Sembra
impossibile ma...
Un
uomo solo scavando per 7 anni la roccia a colpi di martello e
scalpello ha realizzato il Gran Pertus, un acquedotto nei monti della
Val di Susa che dopo 5 secoli è ancora funzionante.
Colombano
Romean nasce a Le Ramats in Piemonte nella seconda metà del
Quattrocento, lavora nelle miniere della Provenza dove apprende
le tecniche minerarie di scavo; quindi torna a casa. Il paese di
Chiomonte lotta da sempre con la carenza d'acqua; serve un acquedotto
che lo colleghi con l'assai meno arido versante della conca di
Touilles.
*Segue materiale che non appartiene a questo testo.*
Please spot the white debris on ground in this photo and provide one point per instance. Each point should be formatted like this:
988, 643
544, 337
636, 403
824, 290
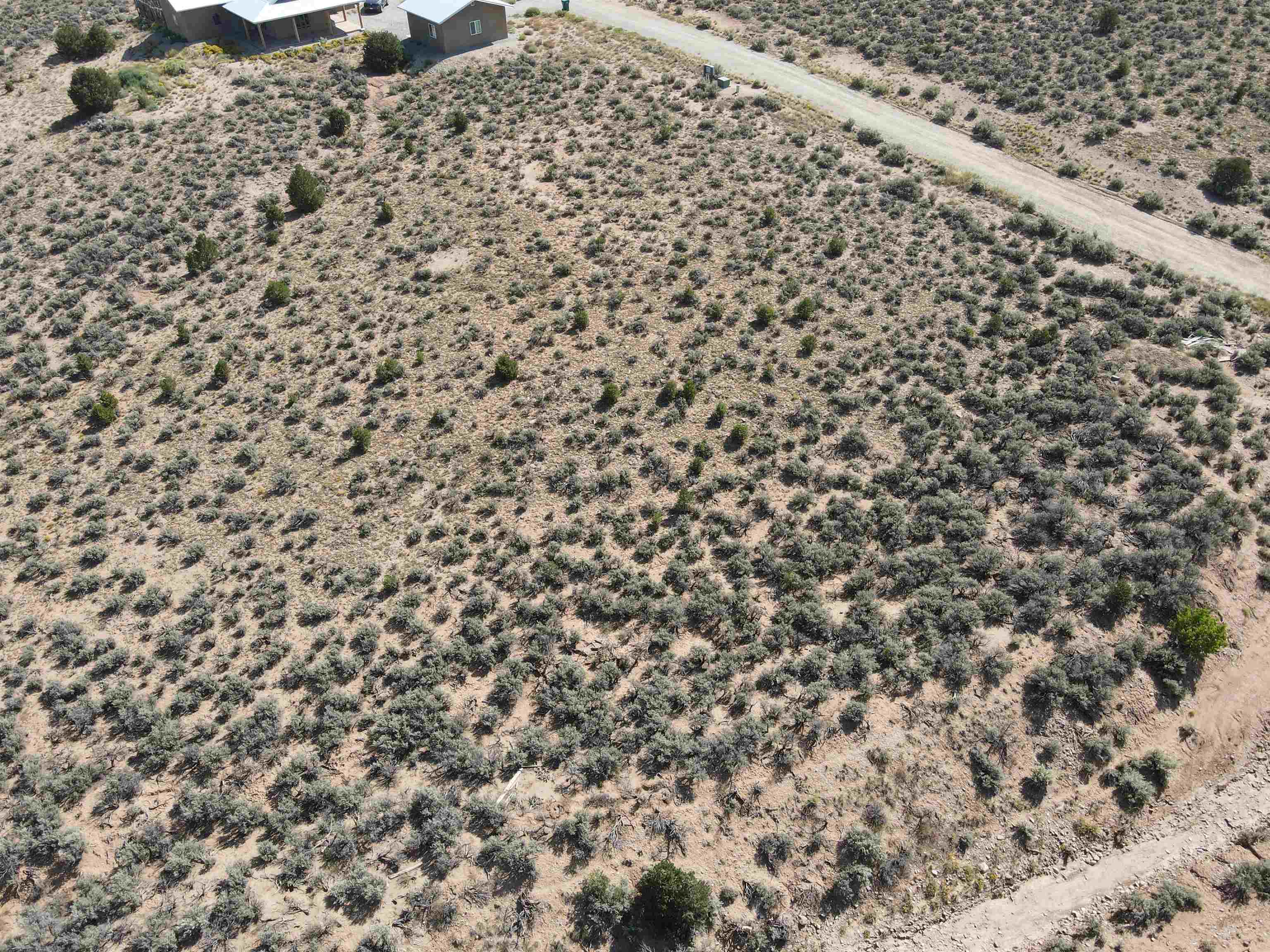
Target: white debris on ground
1225, 352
In passato sono stati fatti tentativi di aprire un varco,
ma la perforazione della cresta rocciosa non è riuscita. Nel 1504
Exilles autorizza Chiomonte a scavare il tunnel nel proprio
territorio. Passano più di 20 anni prima che le comunità trovino
un accordo (in Val di Susa evidentemente i trafori non sono mai
piaciuti...). Il 14 ottobre 1526 i lavori di scavo vengono affidati a
Colombano, che ormai ha tra i 50 e i 55 anni; i committenti si
impegnano a versargli 2 emine (46 litri) di buon vino (che pare gli
piaccia parecchio) e un'emina di segala ogni mese di lavoro, più 8
emine di legumi l'anno. Il compenso è stabilito in 5 fiorini per
ogni tesa (1,7 metri) di galleria eseguita. Al minatore devono essere
forniti anche gli attrezzi necessari, una baracca, una botte e l'olio
necessario per l'illuminazione della galleria. Il cibo verrà fornito
dagli abitanti della Ramats: sarà il cane di Colombano a far la
spola col villaggio e a portargli ogni giorno da mangiare. Il
minatore ha a disposizione martello, mazza, piccone, cunei in ferro,
e lampade a olio per illuminare la galleria. Il problema
dell'aerazione lo risolve immettendo a forza l'aria con tubi di tela
collegati a un mantice. Colombano
lavora per 7 anni da aprile a ottobre avanzando con un ritmo di fra
i 40 e i 60 centimetri al giorno.
Nel
1533 il Pertus è terminato: una galleria lunga 433 metri, larga fra
80 e 120 centimetri e alta da 1 a 2,5 metri, a un'altitudine tra i
2020 e i 2050. L’opera è tutt’oggi utilizzata per l'irrigazione
dei campi, è in buon stato di conservazione, e sulla volta e lungo
le pareti sono ancora visibili i segni delle lavorazioni. Sulla sorte
di Colombano esistono due leggende: secondo una è stato avvelenato a
fine lavori dai buoni abitanti di Chiomonte per evitare l’esborso
della grossa somma dovuta; l'altra lo vede morire dopo una solenne
sbornia. Ci piace pensare che sia vera la seconda.